Anna Laitano 01/05/2014Uma hipótese teórica em forma de romanceCom um tema delicado, uma abordagem inovadora e poucas páginas, "De coração para coração", da autora Lurlene McDaniel, consegue chamar a atenção logo na sinopse. Então, ao recebê-lo, não aguentei esperar nem um segundo para começar a leitura que prometia ser promissora. Para a minha surpresa, tudo fluiu ainda mais rápido que o esperado e em apenas uma noite terminei de ler essa envolvente história sobre amizade, recomeços e superação.
O livro é dividido em três partes, nas quais as narrativas de Kassey e Arabeth se alternam, sem necessariamente alternar entre as duas perspectiva a cada capítulo. A primeira parte, por exemplo, é totalmente narrada por Kassey, já que se trata da história de sua amizade com Elowyn, até a morte da melhor amiga.

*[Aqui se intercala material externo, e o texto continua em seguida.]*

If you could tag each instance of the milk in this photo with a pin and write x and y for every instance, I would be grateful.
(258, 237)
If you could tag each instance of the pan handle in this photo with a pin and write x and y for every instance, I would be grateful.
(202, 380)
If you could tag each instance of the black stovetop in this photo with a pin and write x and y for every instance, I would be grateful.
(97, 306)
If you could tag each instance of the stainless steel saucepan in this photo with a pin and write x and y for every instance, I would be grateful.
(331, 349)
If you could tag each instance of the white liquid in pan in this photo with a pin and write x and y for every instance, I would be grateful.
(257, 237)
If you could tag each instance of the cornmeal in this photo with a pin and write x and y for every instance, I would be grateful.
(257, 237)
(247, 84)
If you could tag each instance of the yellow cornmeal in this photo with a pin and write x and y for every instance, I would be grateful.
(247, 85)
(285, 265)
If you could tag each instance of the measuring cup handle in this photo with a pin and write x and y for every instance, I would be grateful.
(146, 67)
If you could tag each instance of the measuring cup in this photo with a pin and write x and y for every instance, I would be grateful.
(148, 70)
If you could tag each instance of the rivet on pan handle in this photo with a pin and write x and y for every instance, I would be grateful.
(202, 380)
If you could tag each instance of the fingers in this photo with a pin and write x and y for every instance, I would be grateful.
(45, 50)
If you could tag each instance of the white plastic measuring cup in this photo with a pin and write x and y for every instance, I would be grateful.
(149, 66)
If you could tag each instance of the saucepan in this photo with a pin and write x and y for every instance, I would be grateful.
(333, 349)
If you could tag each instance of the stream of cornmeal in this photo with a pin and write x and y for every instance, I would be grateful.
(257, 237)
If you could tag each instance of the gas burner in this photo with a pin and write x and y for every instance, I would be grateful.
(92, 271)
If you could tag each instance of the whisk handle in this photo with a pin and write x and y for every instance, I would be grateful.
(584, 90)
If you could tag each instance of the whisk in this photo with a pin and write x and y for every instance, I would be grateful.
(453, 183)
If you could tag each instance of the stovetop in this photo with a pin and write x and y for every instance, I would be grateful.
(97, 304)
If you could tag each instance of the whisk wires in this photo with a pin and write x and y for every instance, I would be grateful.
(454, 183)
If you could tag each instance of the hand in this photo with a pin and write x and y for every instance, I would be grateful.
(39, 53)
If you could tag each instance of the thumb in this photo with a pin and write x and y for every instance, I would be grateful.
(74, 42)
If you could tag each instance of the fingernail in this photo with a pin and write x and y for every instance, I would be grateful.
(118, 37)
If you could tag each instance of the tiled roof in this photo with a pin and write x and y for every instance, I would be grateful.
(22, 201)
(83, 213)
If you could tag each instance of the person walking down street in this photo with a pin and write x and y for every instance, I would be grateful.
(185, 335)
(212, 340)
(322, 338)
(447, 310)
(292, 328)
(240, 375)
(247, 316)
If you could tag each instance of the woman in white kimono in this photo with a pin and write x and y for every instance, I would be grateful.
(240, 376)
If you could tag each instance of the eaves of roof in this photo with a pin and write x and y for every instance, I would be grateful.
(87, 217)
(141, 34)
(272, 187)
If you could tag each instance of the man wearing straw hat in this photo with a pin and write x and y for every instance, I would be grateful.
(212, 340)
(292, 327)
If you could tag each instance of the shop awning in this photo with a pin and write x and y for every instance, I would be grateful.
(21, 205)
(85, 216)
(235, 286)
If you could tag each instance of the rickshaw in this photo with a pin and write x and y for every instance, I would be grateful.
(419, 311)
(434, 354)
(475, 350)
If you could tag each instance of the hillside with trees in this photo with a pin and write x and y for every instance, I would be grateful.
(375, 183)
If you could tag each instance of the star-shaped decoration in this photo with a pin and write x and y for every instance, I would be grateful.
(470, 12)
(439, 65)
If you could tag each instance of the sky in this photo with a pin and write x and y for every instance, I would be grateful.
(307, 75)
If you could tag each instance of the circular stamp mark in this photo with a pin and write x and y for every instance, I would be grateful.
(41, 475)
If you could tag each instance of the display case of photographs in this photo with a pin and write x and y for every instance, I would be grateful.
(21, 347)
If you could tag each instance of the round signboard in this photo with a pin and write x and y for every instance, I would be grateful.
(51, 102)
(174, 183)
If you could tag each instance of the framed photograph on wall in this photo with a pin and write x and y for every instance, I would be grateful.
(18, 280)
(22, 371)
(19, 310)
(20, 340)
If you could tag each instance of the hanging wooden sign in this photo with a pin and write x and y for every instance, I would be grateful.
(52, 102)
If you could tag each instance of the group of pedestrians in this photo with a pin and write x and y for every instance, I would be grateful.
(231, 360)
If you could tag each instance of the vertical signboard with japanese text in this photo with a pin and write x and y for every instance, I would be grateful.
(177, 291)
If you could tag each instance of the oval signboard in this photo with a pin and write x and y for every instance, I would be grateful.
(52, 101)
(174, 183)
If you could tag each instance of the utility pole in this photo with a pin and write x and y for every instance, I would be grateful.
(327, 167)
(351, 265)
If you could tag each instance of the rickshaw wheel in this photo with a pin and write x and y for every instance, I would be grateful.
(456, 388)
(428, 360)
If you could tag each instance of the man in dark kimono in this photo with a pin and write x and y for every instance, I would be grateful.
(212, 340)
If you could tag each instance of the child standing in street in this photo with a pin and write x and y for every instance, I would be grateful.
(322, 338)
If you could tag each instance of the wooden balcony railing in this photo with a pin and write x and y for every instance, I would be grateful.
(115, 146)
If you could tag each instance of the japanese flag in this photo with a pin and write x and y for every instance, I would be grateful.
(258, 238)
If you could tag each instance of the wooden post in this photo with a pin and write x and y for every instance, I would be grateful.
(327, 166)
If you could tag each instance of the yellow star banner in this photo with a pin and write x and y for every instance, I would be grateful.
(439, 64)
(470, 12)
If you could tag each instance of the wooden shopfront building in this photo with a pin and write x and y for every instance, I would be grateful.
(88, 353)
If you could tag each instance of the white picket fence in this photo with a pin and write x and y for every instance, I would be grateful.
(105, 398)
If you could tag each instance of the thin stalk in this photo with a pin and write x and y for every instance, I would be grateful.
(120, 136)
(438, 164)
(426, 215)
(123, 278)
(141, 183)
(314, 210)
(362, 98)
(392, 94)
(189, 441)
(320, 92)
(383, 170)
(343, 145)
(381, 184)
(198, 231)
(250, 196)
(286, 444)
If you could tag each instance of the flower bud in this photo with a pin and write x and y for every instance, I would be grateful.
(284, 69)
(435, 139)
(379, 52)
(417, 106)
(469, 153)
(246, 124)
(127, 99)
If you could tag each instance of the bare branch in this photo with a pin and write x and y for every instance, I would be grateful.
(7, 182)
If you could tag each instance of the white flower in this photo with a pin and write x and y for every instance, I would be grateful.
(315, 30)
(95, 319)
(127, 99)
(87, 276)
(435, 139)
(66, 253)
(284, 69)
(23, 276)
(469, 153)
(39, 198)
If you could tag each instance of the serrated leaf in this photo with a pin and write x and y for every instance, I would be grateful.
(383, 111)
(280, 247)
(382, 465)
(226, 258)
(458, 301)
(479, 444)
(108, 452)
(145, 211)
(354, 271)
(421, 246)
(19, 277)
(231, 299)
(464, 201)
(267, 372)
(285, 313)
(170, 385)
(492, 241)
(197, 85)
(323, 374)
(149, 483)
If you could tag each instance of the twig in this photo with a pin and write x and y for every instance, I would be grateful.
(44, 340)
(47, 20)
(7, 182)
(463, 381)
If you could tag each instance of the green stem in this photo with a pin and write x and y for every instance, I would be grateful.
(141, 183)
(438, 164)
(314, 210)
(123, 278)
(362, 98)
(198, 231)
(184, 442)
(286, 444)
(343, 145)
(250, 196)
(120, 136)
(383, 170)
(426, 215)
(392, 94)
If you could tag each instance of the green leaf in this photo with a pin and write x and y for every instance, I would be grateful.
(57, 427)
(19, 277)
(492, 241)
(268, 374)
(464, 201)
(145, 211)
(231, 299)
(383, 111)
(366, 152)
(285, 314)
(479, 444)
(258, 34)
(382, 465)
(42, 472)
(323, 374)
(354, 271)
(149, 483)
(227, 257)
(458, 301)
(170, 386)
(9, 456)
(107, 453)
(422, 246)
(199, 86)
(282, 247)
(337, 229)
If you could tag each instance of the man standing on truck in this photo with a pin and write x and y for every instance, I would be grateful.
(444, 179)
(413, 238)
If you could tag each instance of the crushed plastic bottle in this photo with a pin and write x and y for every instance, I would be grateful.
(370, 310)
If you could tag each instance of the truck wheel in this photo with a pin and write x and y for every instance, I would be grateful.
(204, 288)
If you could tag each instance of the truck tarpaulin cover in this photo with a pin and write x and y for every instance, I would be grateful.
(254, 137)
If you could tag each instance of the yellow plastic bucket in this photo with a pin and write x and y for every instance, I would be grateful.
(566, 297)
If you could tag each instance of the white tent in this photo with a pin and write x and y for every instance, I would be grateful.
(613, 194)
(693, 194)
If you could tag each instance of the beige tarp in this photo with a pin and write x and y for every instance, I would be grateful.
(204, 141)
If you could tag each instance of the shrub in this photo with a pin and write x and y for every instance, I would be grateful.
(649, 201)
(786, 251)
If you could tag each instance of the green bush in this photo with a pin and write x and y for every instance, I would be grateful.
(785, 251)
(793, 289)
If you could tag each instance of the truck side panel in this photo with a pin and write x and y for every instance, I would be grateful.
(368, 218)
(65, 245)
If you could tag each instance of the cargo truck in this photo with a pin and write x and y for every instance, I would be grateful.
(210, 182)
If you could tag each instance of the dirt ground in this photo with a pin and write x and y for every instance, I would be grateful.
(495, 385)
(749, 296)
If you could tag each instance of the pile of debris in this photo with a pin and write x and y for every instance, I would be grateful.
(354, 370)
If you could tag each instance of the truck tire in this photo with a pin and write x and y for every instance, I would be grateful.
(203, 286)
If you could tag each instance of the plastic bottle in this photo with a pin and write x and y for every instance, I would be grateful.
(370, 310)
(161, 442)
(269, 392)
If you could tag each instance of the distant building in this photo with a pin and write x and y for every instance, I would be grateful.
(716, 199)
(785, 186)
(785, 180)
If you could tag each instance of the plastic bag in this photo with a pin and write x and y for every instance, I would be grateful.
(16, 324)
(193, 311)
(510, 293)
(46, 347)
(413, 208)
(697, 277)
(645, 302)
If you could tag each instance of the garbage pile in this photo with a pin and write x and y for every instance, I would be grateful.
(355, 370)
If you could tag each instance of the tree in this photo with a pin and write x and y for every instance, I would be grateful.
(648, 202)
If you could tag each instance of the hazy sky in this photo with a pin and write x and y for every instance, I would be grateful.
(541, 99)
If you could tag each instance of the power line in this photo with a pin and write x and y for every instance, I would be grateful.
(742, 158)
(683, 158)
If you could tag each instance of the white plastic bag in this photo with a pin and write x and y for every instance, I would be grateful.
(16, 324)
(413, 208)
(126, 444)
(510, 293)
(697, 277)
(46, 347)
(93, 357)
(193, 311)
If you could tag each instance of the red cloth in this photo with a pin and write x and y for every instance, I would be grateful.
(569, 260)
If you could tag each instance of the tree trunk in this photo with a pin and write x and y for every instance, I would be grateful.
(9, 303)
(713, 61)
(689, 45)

Outro ponto importante no quesito narrativa, é a forma como a autora escolheu abordar o tema. A premissa pode passar uma ideia de drama, regado à lágrimas, mas não é bem isso que encontramos. A história é tão leve quanto o possível, considerando-se o tema, e bastante objetiva e direta. Nada muito descritivo nem polêmico pode ser encontrado no livro. É uma narração mais enxuta, ao estilo "curto e grosso" – ainda assim, não perde a essência tocante ou deixa de passar as emoções propostas.
As três protagonistas são construídas de forma bastante satisfatória. Seus passados são contados em poucos parágrafos, ajudando o leitor a sentir uma conexão quase imediata, como se já as conhecesse há tempos. Elas também mostram alguns traços bem definidos de suas personalidades, e têm conflitos, dúvidas, medos e desejos totalmente condizentes com a realidade de jovens dessa idade.
Os personagens secundários, por outro lado, são um pouco mal aproveitados. Mesmo os pais de Elowyn ou Wyatt, que ainda têm uma participação maior e reações emocionais bastante verossímeis, não são tão explorados e trabalhados. Não que isso afete tanto na avaliação final da história, mas poderia ser um acréscimo enriquecedor, que daria um algo a mais que, por vezes, senti falta.
Um dos pontos mais curiosos, sem dúvida, é a temática pouco explorada e original de "memória celular". Para quem não sabe, a memória celular é uma hipótese de que as células de todo o corpo – e não apenas os neurônios – armazenam memórias. E, ao transplantar um órgão, essas memórias também seriam passadas do doador para o receptor. Embora tal teoria não seja confirmada, às vezes nem muito acreditada, existem receptores que após o transplante sofrem algumas alterações na personalidade, hábitos e etc.
Para demonstrar esse conceito, a autora acabou forçando um pouco determinadas situações ou diálogos, exagerando em certas semelhanças entre Elowyn e Arabeth. Uma falha nessa construção, é que a temática principal já seja apresentada no início (tanto na nota inicial da autora quanto na sinopse), pois quebra o clima de mistério que se tenta construir entre os personagens, que ficam confusos com o que está acontecendo e sem saber a origem ou explicação de tal fato.
Embora existam romances no livro, nenhum chega a ser o foco principal da história. O único relacionamento que de fato tem uma construção romântica é o de Elowyn e Wyatt. Os outros são mais fases de superação, luto e descobertas que os personagens estão vivendo – o que é um grande ponto positivo, pois em nenhum momento a história prometia ser sobre relacionamentos românticos.
A capa não é a mais chamativa ou marcante, mas ao ser analisada se torna mais interessante pela forma como as digitais são posicionadas para formar os corações, retratando muito bem o tema principal de identidade e memória celular. Com edição simples e limpa, o livro é bastante agradável aos olhos. Da mesma maneira, a tradução e a revisão não deixaram passar erros que eu possa recordar, o que é sempre um ponto positivo.
Este é um livro que eu recomendaria por ser rápido, objetivo e diferente. De certa forma, é um romance para contextualizar um conceito teórico e hipotético. Porém, no geral, ainda senti falta de algo mais profundo, que causasse mais impacto e marcasse o leitor, fazendo a história permanecer vagando no fundo de sua mente, causando reflexões.